Spin-transfer-induced magnetization reversal in bilayer nanopillars as a function of free layer thickness

Bilayer magnetic nanopillars have been studied as a function of free layer thickness at low temperature to test models of spin-transfer induced switching and the factors that control the critical current for reversal. In particular, the critical current for magnetization reversal in large magnetic fields applied perpendicular to the junction surface at $4.2$ K has been measured. Samples with lateral dimensions smaller than $100$ nm were fabricated using a nano-stencil mask process that produces large arrays of junctions. This has been combined with a thin film in-situ wedge growth mechanism that enables continuous variation of free layer thickness between $0$ and $4$ nm across the wafer. The final stack consists of a $12$ nm fixed Co layer, $10$ nm of Cu, followed by the thin free Co layer of variable thickness. The resistance and differential resistance of junctions were measured as a function of magnetic field ($0$ to $6$ T) and current density.
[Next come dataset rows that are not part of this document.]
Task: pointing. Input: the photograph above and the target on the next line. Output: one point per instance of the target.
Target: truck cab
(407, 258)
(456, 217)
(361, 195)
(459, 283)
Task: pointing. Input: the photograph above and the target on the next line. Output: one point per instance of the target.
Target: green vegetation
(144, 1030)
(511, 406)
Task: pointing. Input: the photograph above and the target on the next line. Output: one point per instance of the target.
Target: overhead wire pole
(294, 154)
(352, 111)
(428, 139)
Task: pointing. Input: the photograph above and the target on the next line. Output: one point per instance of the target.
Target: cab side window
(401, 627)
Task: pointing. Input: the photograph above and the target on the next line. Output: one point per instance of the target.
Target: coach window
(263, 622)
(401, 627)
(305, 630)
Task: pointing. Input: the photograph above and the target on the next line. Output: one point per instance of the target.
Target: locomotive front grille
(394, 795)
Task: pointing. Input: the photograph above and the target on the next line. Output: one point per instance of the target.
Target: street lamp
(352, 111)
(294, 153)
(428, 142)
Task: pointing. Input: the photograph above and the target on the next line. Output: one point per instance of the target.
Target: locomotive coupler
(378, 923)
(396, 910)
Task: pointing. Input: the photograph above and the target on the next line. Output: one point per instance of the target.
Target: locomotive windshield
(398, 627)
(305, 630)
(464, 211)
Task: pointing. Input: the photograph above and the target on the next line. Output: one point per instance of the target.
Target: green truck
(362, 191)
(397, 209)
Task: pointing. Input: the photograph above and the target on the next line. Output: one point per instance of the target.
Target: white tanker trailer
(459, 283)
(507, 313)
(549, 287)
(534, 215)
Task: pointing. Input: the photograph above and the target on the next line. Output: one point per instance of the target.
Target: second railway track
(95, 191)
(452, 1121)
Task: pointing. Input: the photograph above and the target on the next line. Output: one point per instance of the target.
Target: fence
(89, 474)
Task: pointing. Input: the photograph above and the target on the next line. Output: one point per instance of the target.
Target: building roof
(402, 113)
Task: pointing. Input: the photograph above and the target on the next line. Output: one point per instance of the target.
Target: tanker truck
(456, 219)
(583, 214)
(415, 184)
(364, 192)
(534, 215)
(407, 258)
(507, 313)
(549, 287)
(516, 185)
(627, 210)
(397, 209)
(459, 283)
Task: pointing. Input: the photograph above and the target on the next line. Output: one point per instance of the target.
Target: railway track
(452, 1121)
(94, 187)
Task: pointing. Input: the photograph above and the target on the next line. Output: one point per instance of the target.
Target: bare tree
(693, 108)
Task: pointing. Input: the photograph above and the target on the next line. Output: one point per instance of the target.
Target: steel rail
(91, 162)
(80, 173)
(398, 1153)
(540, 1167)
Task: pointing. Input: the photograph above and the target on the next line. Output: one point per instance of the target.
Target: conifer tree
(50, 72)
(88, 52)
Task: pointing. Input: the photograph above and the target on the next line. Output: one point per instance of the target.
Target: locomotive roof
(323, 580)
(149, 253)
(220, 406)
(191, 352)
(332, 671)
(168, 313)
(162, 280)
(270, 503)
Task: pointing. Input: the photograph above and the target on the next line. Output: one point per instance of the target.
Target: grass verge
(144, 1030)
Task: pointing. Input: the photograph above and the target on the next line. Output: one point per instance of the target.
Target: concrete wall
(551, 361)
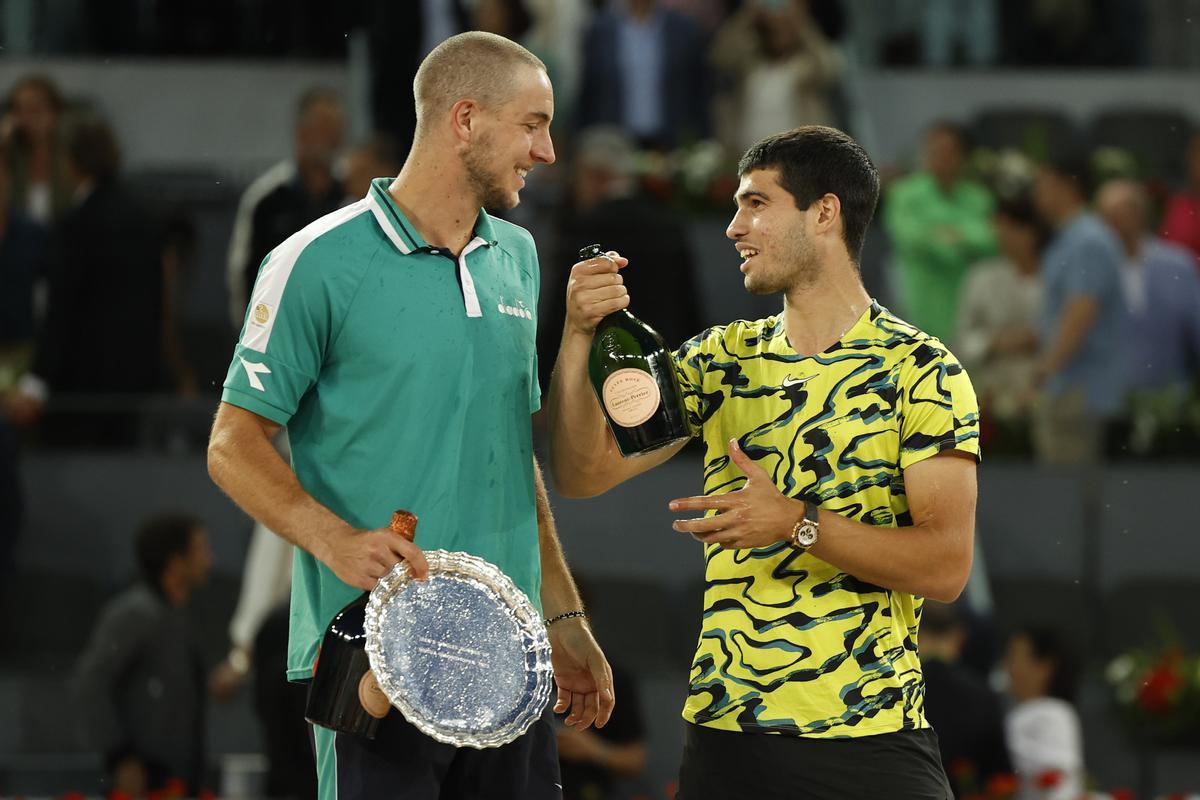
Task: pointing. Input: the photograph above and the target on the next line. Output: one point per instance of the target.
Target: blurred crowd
(1068, 284)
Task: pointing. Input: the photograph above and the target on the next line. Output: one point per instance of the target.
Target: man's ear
(828, 214)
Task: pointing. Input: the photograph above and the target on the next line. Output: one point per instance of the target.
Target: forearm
(558, 590)
(929, 560)
(1077, 320)
(246, 465)
(583, 457)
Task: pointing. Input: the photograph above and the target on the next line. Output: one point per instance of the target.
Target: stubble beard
(484, 182)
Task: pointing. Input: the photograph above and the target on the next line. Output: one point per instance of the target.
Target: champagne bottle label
(630, 396)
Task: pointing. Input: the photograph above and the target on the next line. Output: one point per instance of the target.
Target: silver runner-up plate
(465, 655)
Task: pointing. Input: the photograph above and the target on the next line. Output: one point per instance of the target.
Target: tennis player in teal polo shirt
(395, 341)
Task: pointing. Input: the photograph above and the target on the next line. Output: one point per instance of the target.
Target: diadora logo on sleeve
(252, 373)
(515, 311)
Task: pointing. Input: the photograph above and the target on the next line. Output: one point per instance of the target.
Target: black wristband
(565, 615)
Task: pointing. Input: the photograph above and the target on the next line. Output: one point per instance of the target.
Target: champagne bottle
(634, 377)
(343, 693)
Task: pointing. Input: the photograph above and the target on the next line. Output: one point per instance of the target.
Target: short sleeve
(285, 336)
(939, 407)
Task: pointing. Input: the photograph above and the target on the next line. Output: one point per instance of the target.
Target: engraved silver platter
(465, 655)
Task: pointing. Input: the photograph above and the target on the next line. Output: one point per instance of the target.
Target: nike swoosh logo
(796, 382)
(252, 373)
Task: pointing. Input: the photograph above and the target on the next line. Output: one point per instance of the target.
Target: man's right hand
(594, 290)
(361, 557)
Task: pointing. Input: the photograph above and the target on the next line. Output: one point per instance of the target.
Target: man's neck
(819, 314)
(437, 200)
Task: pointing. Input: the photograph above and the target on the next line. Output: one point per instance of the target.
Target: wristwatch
(807, 530)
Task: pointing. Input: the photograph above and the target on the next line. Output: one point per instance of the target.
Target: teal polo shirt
(406, 378)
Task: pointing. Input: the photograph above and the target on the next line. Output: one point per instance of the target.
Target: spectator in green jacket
(939, 221)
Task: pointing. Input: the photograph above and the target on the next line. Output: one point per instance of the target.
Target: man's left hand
(757, 515)
(582, 673)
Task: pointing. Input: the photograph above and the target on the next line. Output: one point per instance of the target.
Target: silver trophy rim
(516, 605)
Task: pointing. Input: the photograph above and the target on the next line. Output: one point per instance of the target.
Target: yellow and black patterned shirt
(789, 643)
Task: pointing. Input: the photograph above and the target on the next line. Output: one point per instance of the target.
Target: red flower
(1158, 689)
(1048, 780)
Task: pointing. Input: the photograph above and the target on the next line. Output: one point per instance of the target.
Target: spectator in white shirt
(1043, 731)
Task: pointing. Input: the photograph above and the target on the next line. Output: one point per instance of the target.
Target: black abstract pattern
(789, 643)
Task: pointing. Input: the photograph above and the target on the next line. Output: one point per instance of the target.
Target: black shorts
(401, 763)
(727, 765)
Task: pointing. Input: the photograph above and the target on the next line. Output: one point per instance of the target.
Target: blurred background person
(1181, 222)
(940, 223)
(779, 71)
(1083, 319)
(22, 263)
(399, 37)
(1162, 293)
(106, 258)
(609, 209)
(1043, 729)
(289, 194)
(258, 635)
(965, 711)
(373, 157)
(645, 71)
(996, 334)
(31, 128)
(141, 681)
(960, 31)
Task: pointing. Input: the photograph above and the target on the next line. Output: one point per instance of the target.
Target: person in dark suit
(609, 209)
(964, 710)
(645, 70)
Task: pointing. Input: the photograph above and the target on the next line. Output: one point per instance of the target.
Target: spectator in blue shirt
(1083, 322)
(1162, 293)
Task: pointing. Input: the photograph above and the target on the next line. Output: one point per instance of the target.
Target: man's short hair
(159, 540)
(93, 149)
(474, 65)
(814, 161)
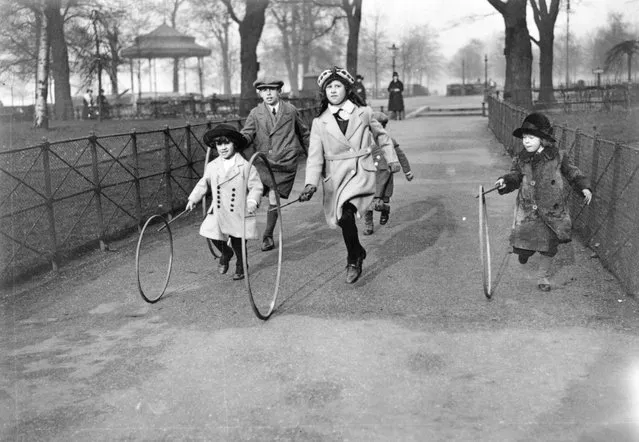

A clear switching boundary is observed and the critical current for reversal increases linearly with magnetic field for H$>1.5$ T, even for junctions with free layer thicknesses well below $1$ nm. The slope $dI_c/dH$ has only a weak dependence on free layer thickness, in contrast to the linear dependence expected in the original model of spin-transfer. We discuss possible origins for this behavior. We also present magnetotransport and FMR studies of ultra-thin Co films ($<5$ nm), which shed light on their magnetic characteristics.